July 12, 2024

How using video communications resulted in Magnet’s biggest winter yet

It’s no secret: running a retail business in today’s market can be tumultuous. With ever increasing competition, the constant evolution of customer behaviour, and an endless cost-of-living crisis impacting footfall, making sure teams stay engaged and motivated is a huge challenge.

 

To keep your teams focussed through the good times and bad, a strong internal communications plan is crucial. And whilst text-based messaging certainly has its place, if you want to really connect with your people and keep them engaged, you need to be incorporating video into your strategy.

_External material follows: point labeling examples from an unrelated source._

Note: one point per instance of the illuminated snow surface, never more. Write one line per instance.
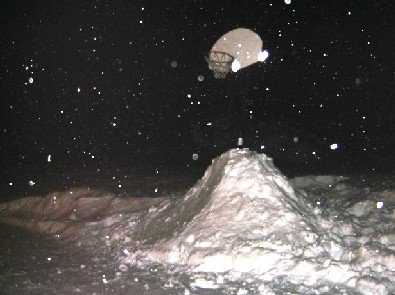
(243, 228)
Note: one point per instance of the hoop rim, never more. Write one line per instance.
(207, 57)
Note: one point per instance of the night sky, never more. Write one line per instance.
(113, 85)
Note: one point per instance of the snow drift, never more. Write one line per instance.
(242, 217)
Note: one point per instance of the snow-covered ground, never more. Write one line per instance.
(243, 228)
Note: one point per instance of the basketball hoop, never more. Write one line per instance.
(219, 62)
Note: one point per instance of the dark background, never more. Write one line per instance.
(329, 79)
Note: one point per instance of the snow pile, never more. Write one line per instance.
(243, 221)
(244, 216)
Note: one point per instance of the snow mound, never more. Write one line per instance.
(245, 216)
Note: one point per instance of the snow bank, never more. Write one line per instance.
(244, 216)
(330, 234)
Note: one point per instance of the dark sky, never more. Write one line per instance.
(105, 94)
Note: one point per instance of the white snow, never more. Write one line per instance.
(242, 221)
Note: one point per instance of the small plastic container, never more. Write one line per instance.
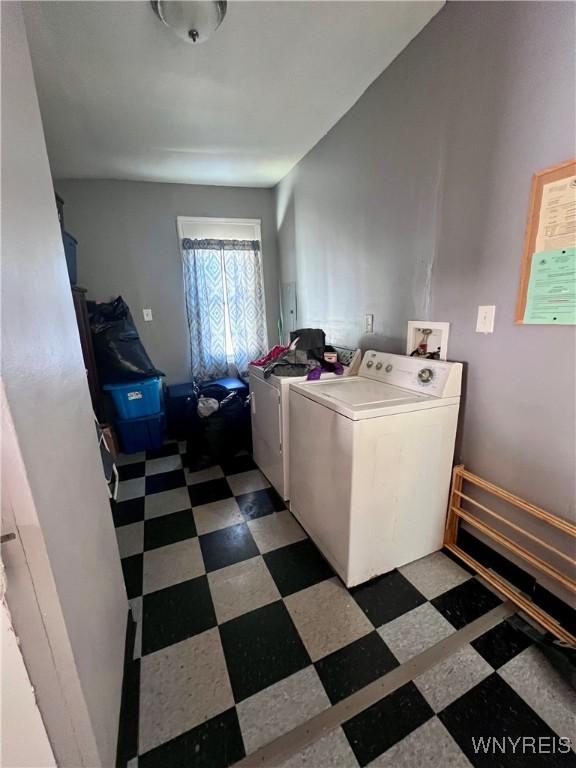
(137, 398)
(143, 434)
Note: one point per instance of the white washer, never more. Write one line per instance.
(370, 461)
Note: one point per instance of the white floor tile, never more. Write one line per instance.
(435, 574)
(217, 515)
(130, 458)
(415, 631)
(130, 539)
(164, 464)
(448, 680)
(327, 617)
(203, 475)
(182, 686)
(172, 564)
(131, 489)
(165, 502)
(136, 606)
(247, 482)
(281, 707)
(276, 530)
(241, 587)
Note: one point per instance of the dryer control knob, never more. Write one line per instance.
(425, 375)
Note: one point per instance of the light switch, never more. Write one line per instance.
(485, 319)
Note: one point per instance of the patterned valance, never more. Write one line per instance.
(223, 245)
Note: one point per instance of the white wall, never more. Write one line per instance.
(66, 512)
(419, 195)
(128, 245)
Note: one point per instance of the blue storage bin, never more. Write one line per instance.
(141, 434)
(136, 399)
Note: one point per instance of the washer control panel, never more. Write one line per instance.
(435, 377)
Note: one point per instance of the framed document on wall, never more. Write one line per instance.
(547, 290)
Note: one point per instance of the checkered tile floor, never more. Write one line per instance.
(244, 632)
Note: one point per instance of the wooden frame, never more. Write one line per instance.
(456, 513)
(539, 179)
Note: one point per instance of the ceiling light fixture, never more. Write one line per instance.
(194, 20)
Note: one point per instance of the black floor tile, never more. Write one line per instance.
(167, 529)
(261, 647)
(227, 546)
(558, 609)
(260, 503)
(212, 490)
(500, 644)
(176, 613)
(217, 743)
(132, 570)
(126, 512)
(168, 449)
(387, 722)
(242, 463)
(492, 708)
(130, 471)
(165, 481)
(387, 597)
(297, 566)
(129, 714)
(465, 603)
(354, 666)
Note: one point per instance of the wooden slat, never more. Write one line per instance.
(526, 605)
(537, 562)
(516, 501)
(451, 520)
(518, 528)
(456, 513)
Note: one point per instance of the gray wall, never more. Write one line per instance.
(52, 472)
(430, 171)
(128, 244)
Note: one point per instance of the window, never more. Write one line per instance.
(224, 293)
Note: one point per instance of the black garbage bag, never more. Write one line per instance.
(120, 355)
(311, 340)
(221, 435)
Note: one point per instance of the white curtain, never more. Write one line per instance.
(224, 301)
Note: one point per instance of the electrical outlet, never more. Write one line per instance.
(485, 319)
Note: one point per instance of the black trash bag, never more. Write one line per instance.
(120, 355)
(221, 435)
(311, 340)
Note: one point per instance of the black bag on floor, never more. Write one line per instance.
(221, 435)
(120, 355)
(311, 340)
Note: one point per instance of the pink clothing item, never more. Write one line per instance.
(275, 352)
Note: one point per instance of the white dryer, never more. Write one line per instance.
(270, 421)
(370, 461)
(270, 425)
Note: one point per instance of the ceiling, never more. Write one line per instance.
(123, 98)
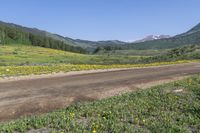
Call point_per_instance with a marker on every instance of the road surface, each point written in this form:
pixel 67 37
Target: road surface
pixel 36 96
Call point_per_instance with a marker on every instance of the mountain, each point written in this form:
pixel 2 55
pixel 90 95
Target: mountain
pixel 12 33
pixel 191 37
pixel 89 46
pixel 152 37
pixel 17 34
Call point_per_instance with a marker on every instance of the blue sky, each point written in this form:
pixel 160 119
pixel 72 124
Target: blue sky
pixel 104 19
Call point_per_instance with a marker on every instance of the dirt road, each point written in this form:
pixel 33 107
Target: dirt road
pixel 27 97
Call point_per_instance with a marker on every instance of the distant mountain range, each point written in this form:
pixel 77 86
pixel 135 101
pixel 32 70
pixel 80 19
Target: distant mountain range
pixel 152 37
pixel 150 42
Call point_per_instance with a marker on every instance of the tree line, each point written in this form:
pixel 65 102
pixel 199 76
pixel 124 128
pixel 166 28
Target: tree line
pixel 9 35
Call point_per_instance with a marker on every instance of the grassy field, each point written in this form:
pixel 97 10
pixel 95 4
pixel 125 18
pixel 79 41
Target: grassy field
pixel 6 71
pixel 17 60
pixel 20 55
pixel 135 52
pixel 172 107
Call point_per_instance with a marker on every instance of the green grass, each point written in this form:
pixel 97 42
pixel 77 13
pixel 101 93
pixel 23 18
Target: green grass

After its biggest winter to date, Paul Strong, Store Operations Director of Magnet, discusses with Jon Kelly, CEO of creative content and events agency, Meet and Potato, why he believes the addition of video communication has played a key role in the brand’s success.

 

“Winning the hearts and minds of our people is our main goal. We need them to understand our vision, and work with us to achieve it. But we have hundreds of team members spread across all corners of the country, so getting together regularly is unrealistic. For this reason, we have incorporated video into our communications strategy and it’s been a game changer. It enables us to keep momentum high across our teams and helps to keep everyone on the same page, banging the Magnet drum,” says Paul.

 

Jon adds: “We work with Magnet on its annual winter conference, a show stopping event where we lay out the plans for the year ahead and energise the business, but we needed a strong content strategy to work alongside the live event to maintain momentum. That’s why we created Magnet Mindset, a monthly internal video communication which updates the team on business news, and, more importantly, encourages team members to stay connected.

 

“Using video means nothing gets lost in translation,” adds Paul. “Rather than business Chinese whispers, we can ensure the right messages reach the right people. The tone is right, there’s no risk of misinterpretation like in emails, and it’s a direct message from a colleague. Using video also brings the story to life much more than traditional means of communication, which can land a bit flat and lack the energy we need.”

 

Paul also believes using video closes the gaps of hierarchy. “By putting the directors who are making the core business decisions in regular contact with team members, it makes teams feel included but also encourages them to give feedback. We learn so much from our teams as they’re the ones dealing with customers, so creating this culture of inclusion and two-way communication is imperative.

 

What has also been great about introducing video into our communications is that we can include different people from across the business,” says Paul. “This means that, not only do teams hear from a range of stakeholders, but from a personal development perspective, it gives team members who wouldn’t ordinarily present or speak en masse a chance to get involved, should they want to. This has been great for a number of people in the business and I’ve really noticed their confidence grow.”

 

So, is video the be all and end all? Not quite, thinks Paul: “Whilst we have seen huge benefits from using video and will continue to add it to all avenues of our communications strategy, I am under no illusion that the power of face to face simply cannot be matched. Our conferences will continue to evolve each year but replicating them with video wouldn’t work. The same can be said for training. We have tried video, and it works for some elements, however nothing can beat the efficacy of in-person training for our teams. Video helps us to create a more transparent, inclusive and informed culture for our teams and keeps them on our journey and motivated to sell more. And that spells success for everyone.